Они останутся, говорит он, пока Солнце не высушит последнюю каплю воды на Земле, потому что она нужна микробам для жизни и размножения. «Но при этом их можно лиофилизировать
[47]
, и они останутся живы. На всем отправленном в космос есть микробы, несмотря на все наши усилия этого не допустить. А у оказавшихся там нет никаких причин не продолжать оставаться в живых миллиарды лет».
Единственное, что не под силу микробам, – это отвоевать Землю способом, которым пошли более сложные клеточные структуры, создавая растения и деревья, привлекающие к жизни на них еще более сложные формы жизни. Единственные структуры, создаваемые микробами, – покрытия из слизи, возврат к первым формам жизни на Земле.

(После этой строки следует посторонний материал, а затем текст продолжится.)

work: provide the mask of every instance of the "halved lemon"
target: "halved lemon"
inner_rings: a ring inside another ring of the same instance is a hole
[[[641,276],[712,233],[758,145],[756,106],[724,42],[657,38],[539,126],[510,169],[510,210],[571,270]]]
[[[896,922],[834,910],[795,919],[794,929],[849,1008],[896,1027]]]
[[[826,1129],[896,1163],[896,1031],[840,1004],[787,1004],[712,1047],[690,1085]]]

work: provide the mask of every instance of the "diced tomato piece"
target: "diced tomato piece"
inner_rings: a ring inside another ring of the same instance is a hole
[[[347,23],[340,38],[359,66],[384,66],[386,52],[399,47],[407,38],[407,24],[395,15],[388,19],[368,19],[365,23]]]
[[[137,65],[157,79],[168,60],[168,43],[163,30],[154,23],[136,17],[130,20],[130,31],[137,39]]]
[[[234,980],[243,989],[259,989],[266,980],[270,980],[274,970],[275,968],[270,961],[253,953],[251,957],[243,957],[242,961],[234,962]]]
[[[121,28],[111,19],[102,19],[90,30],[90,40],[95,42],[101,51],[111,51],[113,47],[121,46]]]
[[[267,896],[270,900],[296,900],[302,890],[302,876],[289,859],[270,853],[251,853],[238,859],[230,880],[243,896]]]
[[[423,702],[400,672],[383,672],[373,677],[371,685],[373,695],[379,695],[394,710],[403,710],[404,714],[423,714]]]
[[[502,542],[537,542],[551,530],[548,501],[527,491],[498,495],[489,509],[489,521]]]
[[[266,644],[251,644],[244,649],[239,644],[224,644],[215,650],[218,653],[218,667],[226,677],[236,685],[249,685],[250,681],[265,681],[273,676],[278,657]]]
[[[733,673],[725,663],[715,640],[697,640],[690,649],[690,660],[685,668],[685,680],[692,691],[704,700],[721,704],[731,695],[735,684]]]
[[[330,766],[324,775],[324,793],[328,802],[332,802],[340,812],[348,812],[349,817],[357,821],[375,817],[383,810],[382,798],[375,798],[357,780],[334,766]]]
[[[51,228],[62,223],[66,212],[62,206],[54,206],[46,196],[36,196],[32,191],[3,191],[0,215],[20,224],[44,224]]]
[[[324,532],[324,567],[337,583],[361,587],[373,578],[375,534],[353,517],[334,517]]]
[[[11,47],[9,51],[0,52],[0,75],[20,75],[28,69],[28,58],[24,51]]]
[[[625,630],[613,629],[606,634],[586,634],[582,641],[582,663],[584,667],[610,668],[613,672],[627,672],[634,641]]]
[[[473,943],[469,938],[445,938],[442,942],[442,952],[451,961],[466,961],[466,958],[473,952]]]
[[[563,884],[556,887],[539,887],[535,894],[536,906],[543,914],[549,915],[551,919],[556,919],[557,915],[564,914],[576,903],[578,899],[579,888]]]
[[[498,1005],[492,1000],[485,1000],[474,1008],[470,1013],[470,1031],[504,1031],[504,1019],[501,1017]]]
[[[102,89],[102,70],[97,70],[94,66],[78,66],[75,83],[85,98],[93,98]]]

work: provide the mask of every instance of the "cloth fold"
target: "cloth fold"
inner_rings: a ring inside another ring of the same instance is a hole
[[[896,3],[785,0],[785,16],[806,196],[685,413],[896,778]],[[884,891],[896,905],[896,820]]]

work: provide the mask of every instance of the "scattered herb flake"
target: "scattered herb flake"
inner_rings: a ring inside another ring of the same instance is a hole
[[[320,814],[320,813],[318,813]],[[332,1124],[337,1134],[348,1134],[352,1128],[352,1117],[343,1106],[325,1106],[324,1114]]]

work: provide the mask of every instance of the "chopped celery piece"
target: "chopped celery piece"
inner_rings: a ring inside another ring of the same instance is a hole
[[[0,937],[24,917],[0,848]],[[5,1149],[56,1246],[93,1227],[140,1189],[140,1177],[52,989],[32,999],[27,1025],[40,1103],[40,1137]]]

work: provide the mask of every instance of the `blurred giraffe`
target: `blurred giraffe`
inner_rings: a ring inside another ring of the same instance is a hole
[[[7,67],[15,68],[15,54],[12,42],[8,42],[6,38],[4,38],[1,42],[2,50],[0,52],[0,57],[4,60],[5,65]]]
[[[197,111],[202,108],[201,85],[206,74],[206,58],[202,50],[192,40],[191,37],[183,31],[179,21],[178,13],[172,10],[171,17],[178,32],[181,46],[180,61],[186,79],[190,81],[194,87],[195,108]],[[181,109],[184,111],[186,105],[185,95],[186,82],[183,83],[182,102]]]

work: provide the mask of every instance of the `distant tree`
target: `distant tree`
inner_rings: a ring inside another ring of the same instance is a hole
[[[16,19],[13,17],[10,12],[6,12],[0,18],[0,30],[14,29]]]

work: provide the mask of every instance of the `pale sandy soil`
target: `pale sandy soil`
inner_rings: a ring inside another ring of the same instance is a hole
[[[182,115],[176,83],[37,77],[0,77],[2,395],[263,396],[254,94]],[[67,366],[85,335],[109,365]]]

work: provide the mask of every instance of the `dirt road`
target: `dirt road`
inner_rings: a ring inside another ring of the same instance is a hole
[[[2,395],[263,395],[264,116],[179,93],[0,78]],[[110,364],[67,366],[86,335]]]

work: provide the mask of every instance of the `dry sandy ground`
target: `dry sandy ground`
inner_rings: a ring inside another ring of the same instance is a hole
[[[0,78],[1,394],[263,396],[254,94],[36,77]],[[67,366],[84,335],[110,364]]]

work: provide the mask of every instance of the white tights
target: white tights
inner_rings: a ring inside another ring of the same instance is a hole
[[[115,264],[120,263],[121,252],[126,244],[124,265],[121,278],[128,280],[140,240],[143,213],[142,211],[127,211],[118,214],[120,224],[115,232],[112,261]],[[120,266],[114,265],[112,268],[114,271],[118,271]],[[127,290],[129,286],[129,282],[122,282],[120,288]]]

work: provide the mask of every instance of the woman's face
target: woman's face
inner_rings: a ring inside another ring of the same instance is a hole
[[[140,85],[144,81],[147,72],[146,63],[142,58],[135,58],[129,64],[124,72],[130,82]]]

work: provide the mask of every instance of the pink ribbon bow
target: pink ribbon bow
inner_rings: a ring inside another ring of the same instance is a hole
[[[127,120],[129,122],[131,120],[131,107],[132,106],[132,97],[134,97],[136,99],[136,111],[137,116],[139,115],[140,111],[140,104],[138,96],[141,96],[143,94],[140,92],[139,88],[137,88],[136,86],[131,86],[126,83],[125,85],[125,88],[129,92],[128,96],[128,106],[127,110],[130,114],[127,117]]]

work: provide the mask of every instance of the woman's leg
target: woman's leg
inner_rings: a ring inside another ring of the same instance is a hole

К величайшему облегчению ученых, этого пока не произошло на Кингмене. Стаи афалин сопровождают лодки ныряльщиков к «Уайт Холли» и от нее, выпрыгивая из воды, чтобы поймать многочисленную летающую рыбу. Каждый подводный сектор исследований содержит все больше богатств, начиная от бычков, рыбы меньше сантиметра в длину, до скатов манта размером с маленький самолет, и сотни акул, луцианов и крупных каранксов.